A Flood of Evidence

At least the pet duck enjoyed it

When we moved into our house, we first realised the problem when the mortgage company said we needed flood insurance, and discovered that would cost ten times the normal building and contents policy.

Until a smarter insurance company here sold us a cheaper policy based on postcode (in other words, by group of two or three houses), not Environment Agency flood areas: they spotted a market opportunity for a more precise risk assessment.  Smug us!

Until six years later, and the house actually did flood.

And four years on, in late 2024, the water came to our front door twice, and overtopped the sand bags the second time.

And the risk of flooding in England is predicted to increase five-fold in the next decades under current projections for global warming.

However, Newport Pagnell is not Miami.

To be clear, our flooding is due to rain, and living next to where two rivers meet. Unfortunate timing of river surges – or someone getting the timing off on floodgates. We are nowhere near the sea and don’t get hurricanes, and so far the extent of our flooding is a few inches of water at the front of the house.

A few houses flooding a bit: you start thinking about resale values, and whether getting wet every year or so will do the brick walls and wood floorboards any good. 
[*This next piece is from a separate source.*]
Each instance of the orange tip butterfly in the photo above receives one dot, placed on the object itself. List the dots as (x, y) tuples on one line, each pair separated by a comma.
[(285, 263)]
In South Florida, they face losing whole towns to the sea and the swamps. Many people live only a few feet above current sea levels, and the infrastructure is similarly low and at risk. They have to worry about overwhelmed sewerage systems and nuclear power plants. 

Florida has such a tax-averse politics that it will come down to money for school education versus money for flood action soon for some towns. They continue to build right up to the sea and in areas only just above sea level, even as they watch the hurricanes track towards them. And of course the ruling Republicans also mostly deny climate change.

It would seem a perfect storm of human inability to face the facts.

But it is striking just how much of an issue it is for infrastructure. And that involves use of tax dollars, national insurance schemes, building codes, politics and Politics: so much more than simply technical questions.

Do we speak the right language/s to manage this?